How Signal Actually Solves This
Signal achieves deniability through a completely different approach:
- No signatures on messages, only on one-time key exchanges
- Symmetric authentication using HMACs that both parties can forge
- Trusted servers that coordinate without verifying signatures
- Malleable transcripts, either party can fabricate entire conversations
After a Signal conversation, Bob can create a fake transcript showing Alice said anything, and it's cryptographically indistinguishable from real messages. This is deniability: not that messages can't be proven, but that "proof" is meaningless because forgeries are undetectable.
Signal's approach requires centralized coordination. Messages flow through trusted servers that don't verify signatures. Keys are distributed by servers that clients trust. This is antithetical to Nostr's decentralized philosophy.
The Marmot Reality Check
I investigated whether the Marmot protocol (using MLS) solves this. It doesn't. MLS has the exact same vulnerability: every message contains a FramedContentAuthData with the sender's signature.
RFC 9750 explicitly states: "MLS does not make any claims with regard to deniability." In fact, MLS deliberately chose non-repudiation to enable abuse reporting, the opposite of deniability.
The MLS architects made the same choice as Nostr: accountability over deniability. This isn't a bug or oversight, it's a fundamental tradeoff.
The Uncomfortable Truth
Perfect deniability is impossible in Nostr's architecture.
To achieve Signal-style deniability, Nostr would need:
- MACs instead of signatures (breaks relay verification)
- Trusted coordinators (defeats decentralization)
- Synchronous key exchange (kills asynchronous messaging)
- No per-message authentication (enables forgery)
The current NIP-17 design provides:
- Network privacy: Gift wrap hides who's talking
- Content secrecy: Only recipients can decrypt
- Partial deniability: Can't prove exact content without key revelation
But it deliberately sacrifices:
- True deniability: Recipients can prove communication occurred
- Gossip protection: Vulnerable to "Alice sent me something bad" attacks
What This Means for Nostr
The Nostr community should acknowledge this tradeoff explicitly. NIP-17 is excellent for censorship resistance and metadata privacy, but it's not suitable for truly deniable communications.
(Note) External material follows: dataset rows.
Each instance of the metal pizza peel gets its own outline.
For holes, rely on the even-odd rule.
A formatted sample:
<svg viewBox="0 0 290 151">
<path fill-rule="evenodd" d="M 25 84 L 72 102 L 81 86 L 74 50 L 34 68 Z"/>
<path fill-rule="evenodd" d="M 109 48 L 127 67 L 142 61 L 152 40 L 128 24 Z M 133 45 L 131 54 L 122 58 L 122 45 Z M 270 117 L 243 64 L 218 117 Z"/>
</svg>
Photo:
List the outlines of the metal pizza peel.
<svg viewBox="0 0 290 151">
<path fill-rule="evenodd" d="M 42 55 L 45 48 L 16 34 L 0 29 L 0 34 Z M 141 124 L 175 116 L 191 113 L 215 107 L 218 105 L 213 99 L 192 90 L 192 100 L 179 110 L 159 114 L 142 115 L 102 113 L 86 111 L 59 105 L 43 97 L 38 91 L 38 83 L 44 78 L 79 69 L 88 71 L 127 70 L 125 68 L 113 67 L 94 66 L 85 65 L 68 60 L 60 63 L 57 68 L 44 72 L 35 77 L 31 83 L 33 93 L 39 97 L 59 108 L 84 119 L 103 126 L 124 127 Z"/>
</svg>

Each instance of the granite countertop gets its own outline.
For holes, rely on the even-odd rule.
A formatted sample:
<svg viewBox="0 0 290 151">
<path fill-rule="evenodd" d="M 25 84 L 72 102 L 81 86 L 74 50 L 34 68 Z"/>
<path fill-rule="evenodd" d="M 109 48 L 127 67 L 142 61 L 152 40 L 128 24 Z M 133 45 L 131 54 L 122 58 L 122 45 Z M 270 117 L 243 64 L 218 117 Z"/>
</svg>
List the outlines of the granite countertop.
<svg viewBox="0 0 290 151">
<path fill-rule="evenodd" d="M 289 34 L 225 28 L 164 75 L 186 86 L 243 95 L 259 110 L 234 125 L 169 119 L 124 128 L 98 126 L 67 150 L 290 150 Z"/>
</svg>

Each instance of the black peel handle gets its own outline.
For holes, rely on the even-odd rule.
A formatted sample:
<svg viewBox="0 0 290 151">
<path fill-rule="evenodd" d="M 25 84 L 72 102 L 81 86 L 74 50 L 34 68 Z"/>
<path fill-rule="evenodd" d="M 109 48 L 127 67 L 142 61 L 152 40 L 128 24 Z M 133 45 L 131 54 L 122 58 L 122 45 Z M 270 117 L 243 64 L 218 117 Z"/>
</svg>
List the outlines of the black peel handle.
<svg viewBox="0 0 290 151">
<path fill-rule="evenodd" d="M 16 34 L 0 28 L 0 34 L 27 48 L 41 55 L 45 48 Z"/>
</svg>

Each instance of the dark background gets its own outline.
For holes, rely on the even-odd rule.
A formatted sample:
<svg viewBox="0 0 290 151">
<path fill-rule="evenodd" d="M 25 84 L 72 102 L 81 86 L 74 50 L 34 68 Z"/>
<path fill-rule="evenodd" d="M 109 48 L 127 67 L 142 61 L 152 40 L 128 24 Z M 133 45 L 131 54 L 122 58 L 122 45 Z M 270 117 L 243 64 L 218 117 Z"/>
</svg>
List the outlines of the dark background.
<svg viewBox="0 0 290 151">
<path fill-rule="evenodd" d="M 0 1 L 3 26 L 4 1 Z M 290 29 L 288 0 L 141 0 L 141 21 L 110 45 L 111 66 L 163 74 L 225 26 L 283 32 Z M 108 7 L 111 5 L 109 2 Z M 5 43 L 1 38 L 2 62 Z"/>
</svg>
Users needing real deniability should use Signal or Session.
The unsigned "rumor" provides psychological comfort but no cryptographic protection. The signed seal is the vulnerability, and it's unfixable without redesigning Nostr's entire authentication model.
This isn't a failure, it's physics. Cryptography has limits. The impossible triangle of decentralized, authenticated, and deniable messaging is truly impossible. Every protocol must choose its compromises.
Nostr chose decentralization and authentication. That's a valid choice. But calling the messages "deniable" because the inner layer is unsigned? That's not cryptography, that's marketing.
The gossip attack is real. The ZK proof works. And the rumor isn't deniable after all.